Your child will have a very sore throat after this surgery. It is important to attempt to maintain pain control, but with the understanding that there still may be some pain, even with use of medications as recommended. Pain should be gone after 10-14 days from surgery.
What medications can I give my child for pain?
We suggest you give your child acetaminophen and ibuprofen, alternating doses, to treat your child’s pain. This also helps with inflammation.
Will pain medication be prescribed for my child?
Your child does not need a prescription for medications after this surgery.
Acetaminophen and Ibuprofen are available over the counter at most grocery or drug stores. Alternating doses keep most children comfortable enough to stay hydrated.
It is important to alternate doses of these medications, every 3 hours. Your child will get acetaminophen every 6 hours, and ibuprofen every 6 hours (i.e. take acetaminophen and wait 3 hours, then take ibuprofen and wait 3 hours. Repeat.). See sample dosing chart on back.
In some cases, if pain is not well-controlled with alternating doses of acetaminophen and ibuprofen as recommended, your surgeon may prescribe other medications.
In children under the age of 12, narcotics should be used carefully. For young children under the age of 4, prescription pain medication is not typically needed or prescribed.
In children over the age of 12, a narcotic other than codeine can be prescribed for breakthrough pain if needed.
There is significant risk of harm, and even death, with use of codeine medications in children after tonsillectomy. Because of this unacceptable risk, we do not prescribe codeine.
A visit to the emergency room is rare, but may be required if pain is not well-controlled.
How should I give acetaminophen and ibuprofen to my child?
These medications can be taken by mouth in a tablet or liquid form. Acetaminophen can used as a rectal suppository if your child does not take medications by mouth well.
It is important to alternate doses of these medications as stated above.
You should give these doses regularly for the first 5 days after surgery (this includes at night).
You can give medications on an as-needed basis after 5 days.
How much medication should I give my child?
Please follow dosing instructions on the medication label, based on your child’s current weight.

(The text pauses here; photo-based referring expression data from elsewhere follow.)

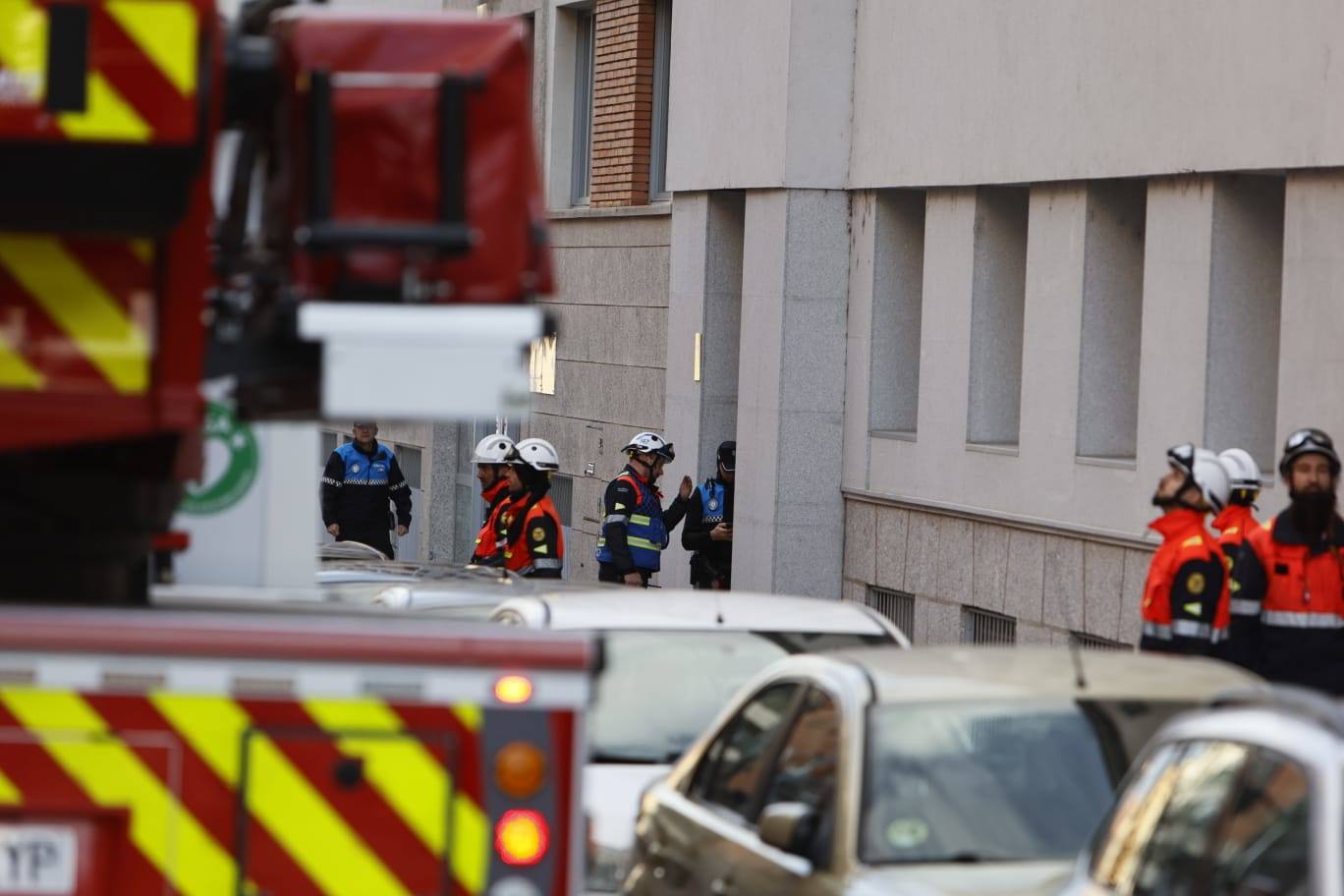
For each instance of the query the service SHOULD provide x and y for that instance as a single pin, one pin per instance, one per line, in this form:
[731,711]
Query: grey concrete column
[704,300]
[441,505]
[789,516]
[1311,362]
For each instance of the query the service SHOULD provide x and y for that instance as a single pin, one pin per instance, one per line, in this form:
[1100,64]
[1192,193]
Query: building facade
[953,274]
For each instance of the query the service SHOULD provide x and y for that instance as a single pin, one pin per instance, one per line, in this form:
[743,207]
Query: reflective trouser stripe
[1160,632]
[1186,629]
[1299,620]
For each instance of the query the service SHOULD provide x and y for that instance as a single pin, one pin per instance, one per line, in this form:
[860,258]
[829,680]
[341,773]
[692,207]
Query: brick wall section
[623,102]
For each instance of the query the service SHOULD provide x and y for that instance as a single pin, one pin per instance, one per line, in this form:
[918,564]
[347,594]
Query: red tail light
[522,837]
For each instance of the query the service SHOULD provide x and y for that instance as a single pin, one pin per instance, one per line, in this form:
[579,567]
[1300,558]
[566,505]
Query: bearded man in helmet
[530,527]
[1184,606]
[491,460]
[1290,574]
[635,526]
[1234,524]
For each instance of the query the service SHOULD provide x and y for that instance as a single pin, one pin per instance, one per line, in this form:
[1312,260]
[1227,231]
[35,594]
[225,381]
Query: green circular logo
[229,488]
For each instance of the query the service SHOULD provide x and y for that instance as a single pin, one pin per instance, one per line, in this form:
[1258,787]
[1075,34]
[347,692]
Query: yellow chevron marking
[23,46]
[412,782]
[106,117]
[280,797]
[142,249]
[15,372]
[165,31]
[10,794]
[470,715]
[83,308]
[113,775]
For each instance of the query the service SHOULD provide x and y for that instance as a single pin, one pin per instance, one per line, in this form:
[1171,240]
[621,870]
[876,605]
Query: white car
[1242,800]
[671,660]
[909,772]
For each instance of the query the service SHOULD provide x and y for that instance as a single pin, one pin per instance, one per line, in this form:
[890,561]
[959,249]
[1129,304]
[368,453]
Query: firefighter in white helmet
[635,526]
[530,527]
[491,460]
[1184,606]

If you need to call after clinic hours for a concern, call the UC Davis Medical Center hospital operator at 916-734-2011 and ask for the “physician on call for ENT.”
UC Davis Otolaryngology Glassrock Clinic: 916-734-5400 2521 Stockton Blvd, Suite 5200 Sacramento, CA 95817
UC Davis Otolaryngology Rocklin Clinic: 916-295-5700 550 W Ranch View Drive Rocklin, CA 95765
Do follow hydration guidelines provided by your doctor.

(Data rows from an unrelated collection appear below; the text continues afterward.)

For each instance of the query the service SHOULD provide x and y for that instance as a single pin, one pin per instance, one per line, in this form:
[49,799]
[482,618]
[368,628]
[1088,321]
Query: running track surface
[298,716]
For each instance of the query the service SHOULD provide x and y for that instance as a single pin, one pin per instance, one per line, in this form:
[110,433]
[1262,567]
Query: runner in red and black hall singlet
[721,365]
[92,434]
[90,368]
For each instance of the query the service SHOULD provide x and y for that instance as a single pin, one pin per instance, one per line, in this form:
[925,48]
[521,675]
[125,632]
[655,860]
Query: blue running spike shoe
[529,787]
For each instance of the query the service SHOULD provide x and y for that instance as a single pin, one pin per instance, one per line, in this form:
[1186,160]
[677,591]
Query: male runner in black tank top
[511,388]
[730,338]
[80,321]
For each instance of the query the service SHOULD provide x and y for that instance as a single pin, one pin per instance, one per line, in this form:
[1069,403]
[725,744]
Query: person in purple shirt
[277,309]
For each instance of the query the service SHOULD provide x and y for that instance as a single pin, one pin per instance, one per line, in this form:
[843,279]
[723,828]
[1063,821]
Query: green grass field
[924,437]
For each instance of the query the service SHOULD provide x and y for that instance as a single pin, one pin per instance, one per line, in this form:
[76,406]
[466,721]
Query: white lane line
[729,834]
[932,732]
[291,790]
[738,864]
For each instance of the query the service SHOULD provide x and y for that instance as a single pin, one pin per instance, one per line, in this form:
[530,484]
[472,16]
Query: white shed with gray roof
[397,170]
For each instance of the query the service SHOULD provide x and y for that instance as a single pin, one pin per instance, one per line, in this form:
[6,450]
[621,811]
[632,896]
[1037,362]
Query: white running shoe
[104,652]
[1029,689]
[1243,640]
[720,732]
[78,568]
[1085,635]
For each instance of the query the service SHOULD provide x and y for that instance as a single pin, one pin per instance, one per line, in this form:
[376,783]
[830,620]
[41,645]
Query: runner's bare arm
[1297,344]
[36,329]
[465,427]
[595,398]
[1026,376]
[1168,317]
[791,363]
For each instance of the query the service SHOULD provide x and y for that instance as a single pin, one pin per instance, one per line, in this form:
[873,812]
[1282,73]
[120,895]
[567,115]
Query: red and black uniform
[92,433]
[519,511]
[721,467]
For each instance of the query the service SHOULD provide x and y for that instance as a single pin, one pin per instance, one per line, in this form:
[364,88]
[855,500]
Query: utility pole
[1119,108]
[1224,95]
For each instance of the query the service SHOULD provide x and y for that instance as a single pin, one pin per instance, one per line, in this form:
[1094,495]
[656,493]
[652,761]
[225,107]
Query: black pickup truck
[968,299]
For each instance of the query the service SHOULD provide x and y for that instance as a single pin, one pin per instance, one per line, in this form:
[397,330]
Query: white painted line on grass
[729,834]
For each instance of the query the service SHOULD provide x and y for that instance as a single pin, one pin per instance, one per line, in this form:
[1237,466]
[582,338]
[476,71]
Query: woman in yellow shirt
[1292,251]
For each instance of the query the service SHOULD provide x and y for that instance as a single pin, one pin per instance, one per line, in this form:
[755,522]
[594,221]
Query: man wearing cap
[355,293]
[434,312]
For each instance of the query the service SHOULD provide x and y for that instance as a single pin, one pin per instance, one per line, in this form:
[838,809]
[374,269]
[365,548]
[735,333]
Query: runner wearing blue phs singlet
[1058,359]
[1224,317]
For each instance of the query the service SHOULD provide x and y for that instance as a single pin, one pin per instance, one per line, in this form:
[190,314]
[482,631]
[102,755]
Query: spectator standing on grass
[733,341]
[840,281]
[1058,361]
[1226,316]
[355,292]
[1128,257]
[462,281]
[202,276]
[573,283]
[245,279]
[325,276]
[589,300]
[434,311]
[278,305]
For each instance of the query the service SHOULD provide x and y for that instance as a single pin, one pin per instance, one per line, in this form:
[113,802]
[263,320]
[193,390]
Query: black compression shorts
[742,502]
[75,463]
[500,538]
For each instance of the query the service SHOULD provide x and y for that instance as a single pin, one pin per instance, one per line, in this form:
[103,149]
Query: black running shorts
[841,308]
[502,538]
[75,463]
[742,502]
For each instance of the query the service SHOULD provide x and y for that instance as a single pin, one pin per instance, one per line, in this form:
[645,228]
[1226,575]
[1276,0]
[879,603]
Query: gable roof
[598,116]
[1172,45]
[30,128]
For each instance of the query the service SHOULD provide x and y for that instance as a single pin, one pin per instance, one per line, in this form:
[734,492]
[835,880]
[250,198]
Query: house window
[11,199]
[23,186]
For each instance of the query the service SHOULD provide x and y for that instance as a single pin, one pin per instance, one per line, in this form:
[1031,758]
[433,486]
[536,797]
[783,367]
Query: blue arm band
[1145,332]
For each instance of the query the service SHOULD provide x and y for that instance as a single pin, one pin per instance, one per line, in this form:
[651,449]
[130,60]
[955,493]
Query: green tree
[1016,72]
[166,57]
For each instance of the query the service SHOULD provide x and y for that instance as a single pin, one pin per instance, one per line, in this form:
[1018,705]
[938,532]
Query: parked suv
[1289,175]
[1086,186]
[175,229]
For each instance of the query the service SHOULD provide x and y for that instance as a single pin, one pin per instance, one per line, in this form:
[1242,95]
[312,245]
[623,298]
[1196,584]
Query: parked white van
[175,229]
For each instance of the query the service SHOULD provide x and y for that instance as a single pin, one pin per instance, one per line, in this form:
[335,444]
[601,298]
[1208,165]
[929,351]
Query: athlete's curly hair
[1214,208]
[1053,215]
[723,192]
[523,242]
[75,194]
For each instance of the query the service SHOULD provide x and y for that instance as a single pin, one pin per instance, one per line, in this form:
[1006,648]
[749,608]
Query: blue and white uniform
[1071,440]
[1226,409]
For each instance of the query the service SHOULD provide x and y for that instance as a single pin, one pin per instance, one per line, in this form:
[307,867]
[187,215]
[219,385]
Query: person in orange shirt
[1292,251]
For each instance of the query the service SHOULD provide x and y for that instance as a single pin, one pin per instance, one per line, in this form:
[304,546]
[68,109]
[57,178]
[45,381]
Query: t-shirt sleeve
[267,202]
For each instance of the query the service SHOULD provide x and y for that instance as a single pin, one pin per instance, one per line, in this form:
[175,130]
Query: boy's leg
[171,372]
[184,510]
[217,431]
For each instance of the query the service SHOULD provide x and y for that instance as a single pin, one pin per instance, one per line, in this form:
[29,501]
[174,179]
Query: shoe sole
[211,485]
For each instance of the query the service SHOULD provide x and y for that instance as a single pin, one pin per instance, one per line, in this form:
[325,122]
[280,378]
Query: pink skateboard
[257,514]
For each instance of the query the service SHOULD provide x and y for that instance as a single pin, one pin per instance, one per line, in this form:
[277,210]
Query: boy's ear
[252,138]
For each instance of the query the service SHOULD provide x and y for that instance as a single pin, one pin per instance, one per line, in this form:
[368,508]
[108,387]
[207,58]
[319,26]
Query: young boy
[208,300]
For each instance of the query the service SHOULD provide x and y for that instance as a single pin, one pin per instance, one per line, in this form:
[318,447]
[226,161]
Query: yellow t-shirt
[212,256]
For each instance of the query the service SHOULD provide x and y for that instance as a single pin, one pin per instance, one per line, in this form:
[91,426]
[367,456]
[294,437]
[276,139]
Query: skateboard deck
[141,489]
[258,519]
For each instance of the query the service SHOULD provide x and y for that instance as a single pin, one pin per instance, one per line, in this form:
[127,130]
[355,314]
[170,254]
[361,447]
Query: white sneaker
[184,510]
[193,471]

Do expect to have snoring and mouth breathing after surgery. This should resolve after 10-14 days from surgery when swelling goes down.
Do use humidifier, if available, at night.
Do maintain a soft diet to avoid trauma/irritation.
Do expect to have some weight loss due to change in oral intake from pain.
Do expect bad breath for about 2 weeks.
Do expect to have an earache.
Do anticipate pain after surgery for 10-14 days. Alternate acetaminophen and ibuprofen every 3 hours as needed for pain control.
Do expect a low-grade temperature (below 101 degrees F).
Don’t eat acidic/spicy foods for several days after surgery.
Don’t consume red-colored fluids.
Don’t travel for 14 days after surgery.
Don’t exercise or have strenuous activity for 2 weeks after surgery.
Don’t be far from a hospital (no more than 30- 45 minutes).
Don’t use mouth rinses, gargle or blow nose excessively.
Don’t expect bleeding. If bleeding occurs, go directly to the emergency room.